Panama's Ismael Diaz (pictured) has taken to his goalscoring talents to Portugal's FC Porto. (Photo: Mexsport)
KANSAS CITY, Kansas – A great story emanating from Panama’s impressive development as a football nation has been the emergence of Ismael Diaz, one of region’s brightest and youngest stars.
The 18-year-old forward, who made his professional debut more than three years ago with Tauro, was expected to spearhead the Panamanian attack at the 2015 CONCACAF Men’s Olympic Qualifying Championship (CMOQ).
“For our small country like ours, the importance of a player like Ismael Diaz is very high,” said Panama head coach Leonardo Pipino.

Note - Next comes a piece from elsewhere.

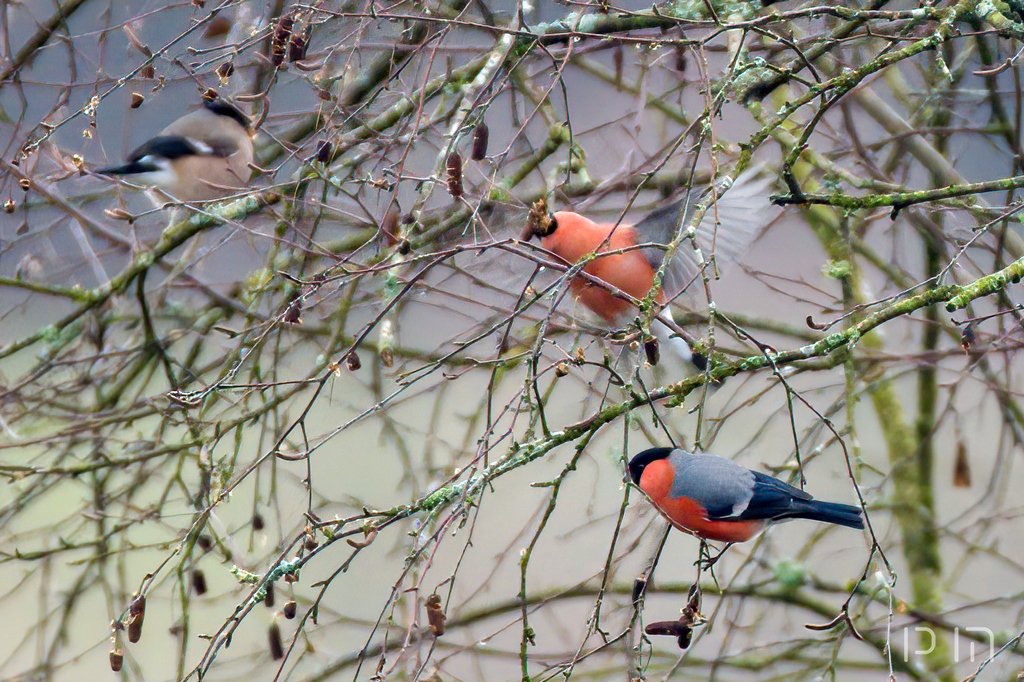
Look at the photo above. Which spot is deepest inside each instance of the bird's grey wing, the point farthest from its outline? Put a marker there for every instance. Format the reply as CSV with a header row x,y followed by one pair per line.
x,y
723,487
727,229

The degree of his significance has been made more apparent by the fact that Diaz did not make the trip to the United States for the confederation event in order to stay with his new club – European power FC Porto.
His absence has been noticeable for a team that produced numerous scoring chances in its first two CMOQ games, but notched only two goals. There is little doubt among observers here that Diaz would have found the back of the net on more than a few occasions, positioning the Canaleros for better than the single point it has acquired thus far.
“Anybody who knows the way that he plays knows that his percentage of chances to goals converted is very high,” Pipino noted. “In fact, he’s been at Porto three weeks scoring goals.”
Despite his relative youth, the two-time capped Diaz has been a known quantity for many years in international football circles. He scored nine goals in CONCACAF under-20 play over the last 16 months (5 in Central American qualifying, 4 in CONCACAF finals) and has already competed in the 2013 FIFA Under-17 and 2015 FIFA Under-20 World Cups.
“[Diaz’s] absence impacts us because we are a small country of three million people,” finished Pipino. “We can’t choose players the way the U.S., Mexico or Canada does.”
However, with or without Diaz, Panama still hopes to capture victories like its northern counterparts.